Returns self for method chaining.

Return type:

ProgramEnsemble

Raises:

RuntimeError – If an ensemble is already running, if no programs have been created, or if the ensemble exceeds 256 programs without an explicit batching strategy.

Note

In non-blocking mode, call join() later to wait for completion and collect results.

sample_solution(params_per_program=None, *, blocking=False, batch_config=BatchConfig(mode=<BatchMode.MERGED: 'merged'>, max_batch_size=None, max_concurrent_programs=None, _sort_programs=False), suppress_strict_warning=False)[source]

Sample every sub-program’s circuit with trained parameters.

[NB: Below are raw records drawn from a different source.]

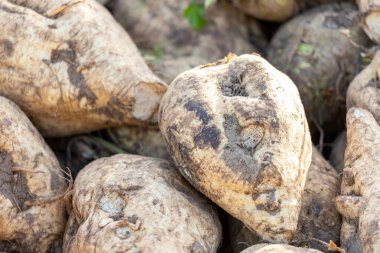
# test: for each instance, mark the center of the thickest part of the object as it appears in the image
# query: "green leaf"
(208, 3)
(195, 15)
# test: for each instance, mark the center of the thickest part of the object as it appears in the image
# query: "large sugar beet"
(359, 202)
(72, 68)
(169, 43)
(129, 203)
(278, 248)
(318, 219)
(319, 52)
(364, 90)
(32, 186)
(237, 131)
(370, 10)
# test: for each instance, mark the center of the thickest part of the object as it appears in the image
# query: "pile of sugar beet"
(123, 129)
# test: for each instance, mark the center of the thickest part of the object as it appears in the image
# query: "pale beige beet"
(128, 203)
(72, 68)
(237, 131)
(359, 202)
(318, 219)
(319, 51)
(32, 186)
(278, 248)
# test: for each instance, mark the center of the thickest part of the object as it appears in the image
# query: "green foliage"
(195, 15)
(208, 3)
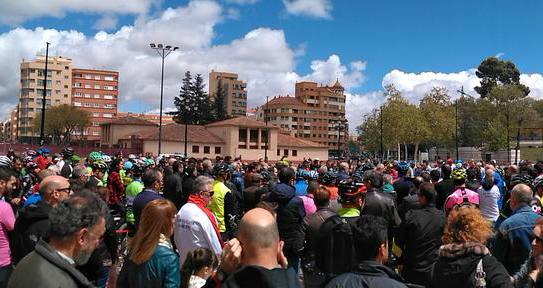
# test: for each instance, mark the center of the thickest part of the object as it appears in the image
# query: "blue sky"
(412, 44)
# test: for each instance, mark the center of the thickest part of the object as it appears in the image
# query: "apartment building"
(58, 91)
(97, 92)
(235, 91)
(315, 113)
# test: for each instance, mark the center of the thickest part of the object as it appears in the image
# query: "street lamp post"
(42, 128)
(163, 51)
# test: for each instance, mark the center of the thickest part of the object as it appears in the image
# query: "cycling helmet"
(349, 190)
(5, 161)
(99, 165)
(68, 152)
(220, 169)
(461, 197)
(95, 156)
(148, 162)
(402, 166)
(459, 174)
(329, 178)
(538, 181)
(106, 158)
(128, 165)
(521, 179)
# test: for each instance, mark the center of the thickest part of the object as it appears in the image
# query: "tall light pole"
(42, 128)
(462, 94)
(163, 51)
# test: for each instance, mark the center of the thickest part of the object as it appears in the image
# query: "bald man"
(513, 240)
(33, 221)
(256, 259)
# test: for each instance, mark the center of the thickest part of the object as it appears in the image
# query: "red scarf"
(195, 199)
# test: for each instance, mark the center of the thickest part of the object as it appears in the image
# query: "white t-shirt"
(488, 202)
(194, 230)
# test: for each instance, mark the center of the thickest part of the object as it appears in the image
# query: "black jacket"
(381, 204)
(368, 274)
(419, 237)
(256, 276)
(31, 225)
(173, 188)
(45, 268)
(290, 215)
(456, 269)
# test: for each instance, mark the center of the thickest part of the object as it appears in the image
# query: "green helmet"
(95, 156)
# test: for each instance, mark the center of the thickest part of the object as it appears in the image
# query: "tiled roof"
(176, 132)
(241, 122)
(285, 140)
(130, 121)
(285, 100)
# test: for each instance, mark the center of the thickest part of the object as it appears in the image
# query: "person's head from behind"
(371, 238)
(287, 175)
(373, 179)
(152, 179)
(200, 262)
(521, 195)
(466, 224)
(321, 198)
(8, 181)
(259, 237)
(54, 189)
(77, 225)
(203, 188)
(156, 222)
(427, 194)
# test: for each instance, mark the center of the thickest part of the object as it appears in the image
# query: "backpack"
(334, 250)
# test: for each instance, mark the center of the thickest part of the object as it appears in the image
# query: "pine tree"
(193, 104)
(220, 103)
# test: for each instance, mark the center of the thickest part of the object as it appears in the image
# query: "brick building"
(97, 92)
(315, 113)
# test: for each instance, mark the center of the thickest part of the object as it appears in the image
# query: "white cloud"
(414, 85)
(310, 8)
(106, 22)
(15, 12)
(242, 2)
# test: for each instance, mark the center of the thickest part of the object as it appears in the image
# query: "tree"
(220, 102)
(495, 72)
(62, 122)
(193, 104)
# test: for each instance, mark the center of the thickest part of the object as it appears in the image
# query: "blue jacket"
(513, 241)
(160, 271)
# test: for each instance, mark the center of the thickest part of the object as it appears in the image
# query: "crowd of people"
(130, 221)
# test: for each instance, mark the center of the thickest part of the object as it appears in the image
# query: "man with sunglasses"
(195, 225)
(32, 224)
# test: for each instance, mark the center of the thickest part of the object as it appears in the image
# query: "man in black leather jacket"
(378, 203)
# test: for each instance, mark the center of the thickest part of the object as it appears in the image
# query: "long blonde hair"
(156, 219)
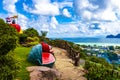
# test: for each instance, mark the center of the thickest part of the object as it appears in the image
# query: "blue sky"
(66, 18)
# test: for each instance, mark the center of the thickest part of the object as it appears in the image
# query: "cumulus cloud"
(66, 13)
(9, 5)
(23, 21)
(43, 7)
(54, 23)
(91, 10)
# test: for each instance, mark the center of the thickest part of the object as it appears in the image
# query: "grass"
(21, 54)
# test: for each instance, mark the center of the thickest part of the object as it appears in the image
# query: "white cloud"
(66, 13)
(9, 5)
(63, 4)
(43, 7)
(54, 23)
(91, 11)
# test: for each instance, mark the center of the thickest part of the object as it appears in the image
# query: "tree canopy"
(31, 32)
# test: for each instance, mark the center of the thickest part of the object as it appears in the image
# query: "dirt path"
(65, 65)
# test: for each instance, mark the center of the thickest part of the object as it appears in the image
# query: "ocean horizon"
(95, 41)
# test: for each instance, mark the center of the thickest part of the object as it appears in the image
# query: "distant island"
(113, 36)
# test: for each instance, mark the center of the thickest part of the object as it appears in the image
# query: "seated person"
(46, 47)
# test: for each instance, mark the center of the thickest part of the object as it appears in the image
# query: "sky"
(65, 18)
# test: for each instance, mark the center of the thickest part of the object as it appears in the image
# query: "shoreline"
(98, 44)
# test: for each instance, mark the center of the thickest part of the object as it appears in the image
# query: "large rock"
(43, 73)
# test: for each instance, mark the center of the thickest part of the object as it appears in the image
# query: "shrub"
(8, 42)
(22, 38)
(97, 71)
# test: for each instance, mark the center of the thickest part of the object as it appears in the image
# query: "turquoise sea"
(99, 42)
(95, 41)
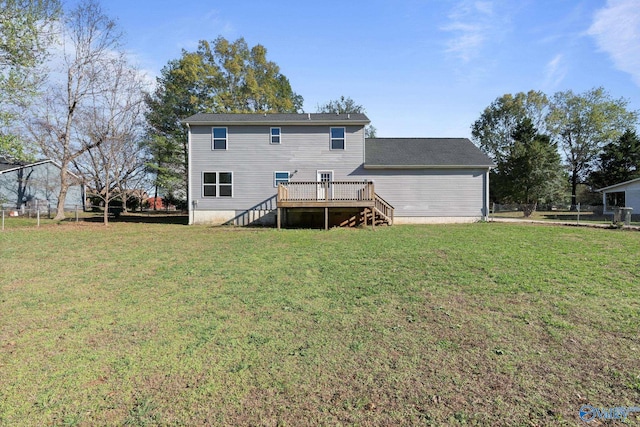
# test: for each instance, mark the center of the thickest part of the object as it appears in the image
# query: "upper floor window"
(337, 138)
(217, 184)
(280, 178)
(219, 141)
(275, 136)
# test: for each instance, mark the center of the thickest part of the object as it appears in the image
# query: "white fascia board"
(413, 167)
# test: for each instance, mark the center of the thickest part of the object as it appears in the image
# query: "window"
(219, 141)
(217, 184)
(280, 178)
(615, 199)
(337, 139)
(275, 136)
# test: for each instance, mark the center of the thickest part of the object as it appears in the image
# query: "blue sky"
(424, 68)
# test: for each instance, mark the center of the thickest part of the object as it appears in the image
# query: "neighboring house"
(319, 168)
(24, 183)
(625, 194)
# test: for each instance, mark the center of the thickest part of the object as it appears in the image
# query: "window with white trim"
(275, 135)
(219, 139)
(280, 177)
(217, 184)
(337, 138)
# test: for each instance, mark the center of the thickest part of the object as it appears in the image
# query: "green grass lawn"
(166, 324)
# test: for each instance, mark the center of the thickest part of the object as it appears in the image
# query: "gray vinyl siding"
(431, 192)
(253, 159)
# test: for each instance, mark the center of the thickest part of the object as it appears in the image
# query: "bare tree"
(111, 131)
(90, 47)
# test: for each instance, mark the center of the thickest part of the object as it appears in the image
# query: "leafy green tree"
(493, 131)
(618, 162)
(582, 124)
(25, 34)
(219, 77)
(531, 170)
(344, 106)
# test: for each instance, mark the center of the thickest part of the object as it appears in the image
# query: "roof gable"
(419, 153)
(621, 184)
(278, 119)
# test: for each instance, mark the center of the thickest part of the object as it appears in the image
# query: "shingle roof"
(277, 119)
(620, 184)
(415, 153)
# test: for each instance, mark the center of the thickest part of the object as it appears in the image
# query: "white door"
(324, 186)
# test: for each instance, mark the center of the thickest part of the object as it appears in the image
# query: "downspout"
(192, 213)
(486, 195)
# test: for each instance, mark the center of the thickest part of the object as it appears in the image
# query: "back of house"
(238, 161)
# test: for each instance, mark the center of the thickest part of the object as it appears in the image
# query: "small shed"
(624, 194)
(21, 183)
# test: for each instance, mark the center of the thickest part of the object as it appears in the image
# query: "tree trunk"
(62, 196)
(574, 190)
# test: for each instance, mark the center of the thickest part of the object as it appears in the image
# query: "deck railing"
(326, 190)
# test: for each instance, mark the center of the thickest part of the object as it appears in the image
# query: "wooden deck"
(335, 194)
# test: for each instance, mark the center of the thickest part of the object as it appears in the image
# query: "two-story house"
(319, 169)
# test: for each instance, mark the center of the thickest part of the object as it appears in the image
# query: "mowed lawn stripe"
(152, 324)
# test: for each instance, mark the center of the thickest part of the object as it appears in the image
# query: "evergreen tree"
(530, 172)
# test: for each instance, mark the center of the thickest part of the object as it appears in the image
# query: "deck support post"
(278, 219)
(373, 219)
(326, 218)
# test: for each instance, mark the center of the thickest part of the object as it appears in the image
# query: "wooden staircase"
(381, 214)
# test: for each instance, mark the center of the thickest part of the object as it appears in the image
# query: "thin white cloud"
(616, 29)
(472, 24)
(555, 72)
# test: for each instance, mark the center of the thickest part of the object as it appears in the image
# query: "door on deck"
(324, 184)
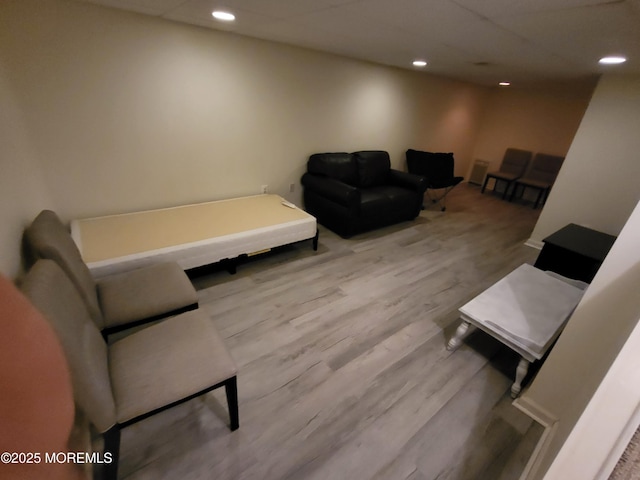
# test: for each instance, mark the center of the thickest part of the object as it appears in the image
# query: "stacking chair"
(541, 176)
(514, 164)
(437, 169)
(139, 375)
(119, 301)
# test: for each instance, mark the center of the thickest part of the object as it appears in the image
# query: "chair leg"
(506, 190)
(513, 191)
(112, 446)
(540, 192)
(484, 185)
(231, 389)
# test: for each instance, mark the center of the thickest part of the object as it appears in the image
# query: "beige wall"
(113, 111)
(22, 189)
(598, 184)
(613, 413)
(129, 112)
(537, 119)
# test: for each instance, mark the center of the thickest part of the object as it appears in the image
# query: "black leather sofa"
(353, 192)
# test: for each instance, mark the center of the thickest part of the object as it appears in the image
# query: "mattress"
(192, 235)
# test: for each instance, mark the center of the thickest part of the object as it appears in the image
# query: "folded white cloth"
(527, 307)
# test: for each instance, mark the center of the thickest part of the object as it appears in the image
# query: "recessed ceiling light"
(224, 16)
(612, 60)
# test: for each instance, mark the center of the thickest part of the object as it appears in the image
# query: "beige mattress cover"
(113, 236)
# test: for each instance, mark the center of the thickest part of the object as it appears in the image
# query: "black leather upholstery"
(354, 192)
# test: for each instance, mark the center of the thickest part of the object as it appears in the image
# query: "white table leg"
(521, 372)
(456, 340)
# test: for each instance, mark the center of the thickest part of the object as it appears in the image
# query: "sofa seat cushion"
(382, 201)
(186, 349)
(126, 297)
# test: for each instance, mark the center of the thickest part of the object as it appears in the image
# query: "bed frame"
(192, 235)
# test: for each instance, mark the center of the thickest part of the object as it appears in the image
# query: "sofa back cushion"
(373, 168)
(339, 166)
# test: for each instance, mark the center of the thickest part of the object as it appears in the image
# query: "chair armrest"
(408, 180)
(332, 189)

Runs only the final measurement step on each sub-program — no EXPECTATION jobs are dispatched. Two usage paths:

  • params_per_program=None: each sub-program uses its own _best_params (typically populated by a prior run() or a loaded checkpoint). A program with no trained parameters raises RuntimeError upfront with the program ID.

  • params_per_program={program_id: params, ...}: per-program parameter sets. Unknown program IDs raise ValueError. Program IDs that are present in the ensemble but missing from the dict fall back to that program’s own _best_params and emit a UserWarning listing the fallbacks (silence with suppress_strict_warning=True).

Mirrors run() for everything else — executor pool sizing, merged batching via _BatchCoordinator, progress UI, cancellation, and the blocking / non-blocking return contract. No optimizer state on any sub-program is mutated.

Parameters:
  • params_per_program (dict[Any, ndarray[tuple[Any, ...], dtype[double]]] | None) – Optional mapping from program ID to parameter set. See above for resolution semantics.

  • blocking (bool) – If True, waits for all programs to complete before returning. Defaults to False.

  • batch_config (BatchConfig) – Same semantics as run().

  • suppress_strict_warning (bool) – When True, silences the fallback warning emitted when params_per_program is missing entries for some programs.

Returns:

self for method chaining.

Return type:

ProgramEnsemble

Raises:
  • RuntimeError – If the ensemble has no programs, if it is already running, or if a sub-program has no parameters available (no dict entry and empty _best_params).

  • ValueError – If params_per_program contains unknown program IDs, or any resolved parameter set has the wrong shape for its sub-program’s n_layers * n_params_per_layer.

  • TypeError – If any sub-program is not a VariationalQuantumAlgorithm.